Que Deus se determine a comunicar o ser, i.e., a criar, deve-se não a uma necessidade divina, mas à sua livre bondade ou à sua bondosa liberdade, à sua vontade liberal, gratuita (Duns Escoto). A criação (a ação criadora) de Deus é uma realização do bonum diffusivum sui (“bem difusivo de si mesmo”). É a fecundidade ontológica do sumo bem. Assim como o substantivo “ser” evoca a unidade do ser divino, assim também o termo “bem” evoca a sua trindade (Boaventura de Bagnoregio). A Trindade é o sumo bem sumamente difusivo de si mesmo. A vida de Deus em Deus dá-se como a absoluta plenitude de ser, que é o amor. A identidade da unidade divina desdobra-se numa dinâmica sumamente difusiva de bondade, que vigora na geração, na filiação, na processão. O Pai é o fundo abissal silencioso e o princípio doador da deidade. O Filho é a Palavra da deidade. Ele é pura receção do ser da deidade. O Espírito é o contentamento da identidade absoluta desse Deus uno e trino, que é amor. É, por assim dizer, o sorriso de Deus. Foi o que intuiu Dante quando escreveu: “O luce eterna, che sola in te sedi, sola t’intendi, e da te intelletta ed intendente te ami ed arridi!” (“Ó luz eterna, que, só, repousas em ti mesma, só, te entendes e, por ti mesma entendida e entendente, te amas e sorris!”).
O bem circula eternamente na doação-receção dos divinos três e comunica-se temporal e livremente ao criado. O ser do criado é, pois, dádiva de uma doação divina marcada pala liberdade, pela “bondade” (bonitas), pela gratuidade. O ser do criado emerge, assim, da essência divina, e o seu emergir traz a marca da bondade e da perfeição desta essência. Na absoluta transcendência, Deus é o criador perfeito do mundo perfeito. Quem não tem uma visão turva e parcial, que colhe o mundo nas suas estruturas puras, que lê a Palavra de Deus no ser criado, transcende do mundo a Deus. Se todo o criado é uma expressão da Palavra de Deus, então todo o real é, na sua realidade mesma, sagrado. E o sagrado é realíssimo em todas as realizações do real.

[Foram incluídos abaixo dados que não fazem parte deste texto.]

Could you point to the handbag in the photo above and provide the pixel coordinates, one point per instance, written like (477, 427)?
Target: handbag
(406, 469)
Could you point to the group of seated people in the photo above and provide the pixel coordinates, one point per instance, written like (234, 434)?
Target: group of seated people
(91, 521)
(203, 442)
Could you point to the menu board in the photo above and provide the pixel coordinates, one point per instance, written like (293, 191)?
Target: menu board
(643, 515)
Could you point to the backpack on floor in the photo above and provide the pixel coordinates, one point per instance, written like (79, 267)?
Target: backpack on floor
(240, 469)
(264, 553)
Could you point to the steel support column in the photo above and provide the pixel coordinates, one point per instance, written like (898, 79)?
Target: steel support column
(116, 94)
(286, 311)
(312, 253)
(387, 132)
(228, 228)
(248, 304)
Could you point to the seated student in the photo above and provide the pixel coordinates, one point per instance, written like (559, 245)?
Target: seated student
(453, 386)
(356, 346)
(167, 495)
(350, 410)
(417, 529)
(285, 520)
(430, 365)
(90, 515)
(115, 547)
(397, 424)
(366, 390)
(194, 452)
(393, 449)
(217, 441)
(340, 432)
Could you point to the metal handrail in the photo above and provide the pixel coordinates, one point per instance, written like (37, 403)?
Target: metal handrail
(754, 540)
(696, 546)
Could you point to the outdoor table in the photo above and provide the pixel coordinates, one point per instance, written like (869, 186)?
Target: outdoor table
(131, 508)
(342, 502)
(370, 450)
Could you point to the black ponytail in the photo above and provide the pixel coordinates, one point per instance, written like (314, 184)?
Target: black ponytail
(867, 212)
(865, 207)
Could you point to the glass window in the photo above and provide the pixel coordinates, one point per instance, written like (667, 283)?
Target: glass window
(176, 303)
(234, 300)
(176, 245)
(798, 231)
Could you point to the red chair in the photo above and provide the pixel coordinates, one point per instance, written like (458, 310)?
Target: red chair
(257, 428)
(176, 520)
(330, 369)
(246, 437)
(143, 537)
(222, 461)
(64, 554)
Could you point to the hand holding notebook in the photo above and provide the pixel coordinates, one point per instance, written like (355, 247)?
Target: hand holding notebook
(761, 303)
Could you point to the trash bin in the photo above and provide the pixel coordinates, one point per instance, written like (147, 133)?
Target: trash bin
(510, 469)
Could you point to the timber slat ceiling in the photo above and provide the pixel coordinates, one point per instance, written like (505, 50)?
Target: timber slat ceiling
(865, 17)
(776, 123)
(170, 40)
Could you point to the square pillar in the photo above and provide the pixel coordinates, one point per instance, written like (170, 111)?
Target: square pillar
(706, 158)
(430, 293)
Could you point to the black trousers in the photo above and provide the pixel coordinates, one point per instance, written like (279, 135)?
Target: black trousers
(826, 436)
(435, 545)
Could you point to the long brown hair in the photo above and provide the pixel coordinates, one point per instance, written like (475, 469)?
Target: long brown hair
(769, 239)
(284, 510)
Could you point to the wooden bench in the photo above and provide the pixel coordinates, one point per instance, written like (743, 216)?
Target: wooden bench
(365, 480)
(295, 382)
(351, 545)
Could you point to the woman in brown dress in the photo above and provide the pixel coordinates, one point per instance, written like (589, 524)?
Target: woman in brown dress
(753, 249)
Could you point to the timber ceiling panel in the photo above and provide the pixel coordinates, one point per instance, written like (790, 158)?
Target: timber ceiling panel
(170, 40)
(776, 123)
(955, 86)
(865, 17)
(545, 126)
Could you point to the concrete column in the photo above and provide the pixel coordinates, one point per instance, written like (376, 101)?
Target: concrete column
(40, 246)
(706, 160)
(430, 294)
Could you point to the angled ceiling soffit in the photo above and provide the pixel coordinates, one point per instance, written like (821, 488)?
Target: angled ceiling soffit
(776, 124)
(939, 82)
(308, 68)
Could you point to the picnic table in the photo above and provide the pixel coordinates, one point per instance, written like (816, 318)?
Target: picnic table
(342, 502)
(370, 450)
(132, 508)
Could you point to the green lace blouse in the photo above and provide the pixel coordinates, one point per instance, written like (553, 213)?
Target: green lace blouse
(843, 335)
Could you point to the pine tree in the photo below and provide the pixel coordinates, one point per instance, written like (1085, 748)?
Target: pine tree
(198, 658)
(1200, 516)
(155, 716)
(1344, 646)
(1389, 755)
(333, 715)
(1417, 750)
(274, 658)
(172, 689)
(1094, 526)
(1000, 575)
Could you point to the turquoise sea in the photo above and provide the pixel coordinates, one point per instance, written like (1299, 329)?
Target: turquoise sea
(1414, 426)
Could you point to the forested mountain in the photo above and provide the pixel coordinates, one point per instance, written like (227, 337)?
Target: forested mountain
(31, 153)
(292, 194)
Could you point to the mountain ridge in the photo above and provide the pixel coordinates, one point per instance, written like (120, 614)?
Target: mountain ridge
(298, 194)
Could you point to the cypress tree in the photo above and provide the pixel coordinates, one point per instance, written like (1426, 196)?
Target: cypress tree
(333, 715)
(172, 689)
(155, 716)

“O ser é Deus” (esse est Deus), assim radicaliza Mestre Eckhart. A criatura, a partir dela mesma, nada é, i.e., é um nada. Daí a frustração que sucede a todo o apego que se volta à criatura esquecendo-se da sua criaturalidade. Por outro lado, como Deus, no seu carácter absoluto, não está em nenhum modo, embora esteja na fonte de todos os modos de ser das criaturas, pode ser evocado também como nada. Não se trata, certamente, de um nada privativo, muito menos de um nada negativo (que aniquila), antes de um nada positivo, transcendente, e criador. Toda a possibilidade, bem como toda a realidade da criatura, d’Ele provém. O ser é Deus. E, por outro lado, Deus é para si mesmo o seu próprio “não”. Face a todas as criaturas, de todo o seu possível e o seu real, Deus é o seu nada. Esta retração do ser de Deus no seu carácter abissal (fundamento sem fundamento, sem porquê, como dizem Eckhart e Angelus Silesius), esta sua inacessibilidade (São Francisco de Assis) e incompreensibilidade (frei Egídio de Assis), é a marca da sua identidade absoluta (deidade). Assinala o seu silêncio. É no não dito da sua linguagem que Deus é Deus, dizia Heidegger, evocando Mestre Eckhart (HEIDEGGER, 1949).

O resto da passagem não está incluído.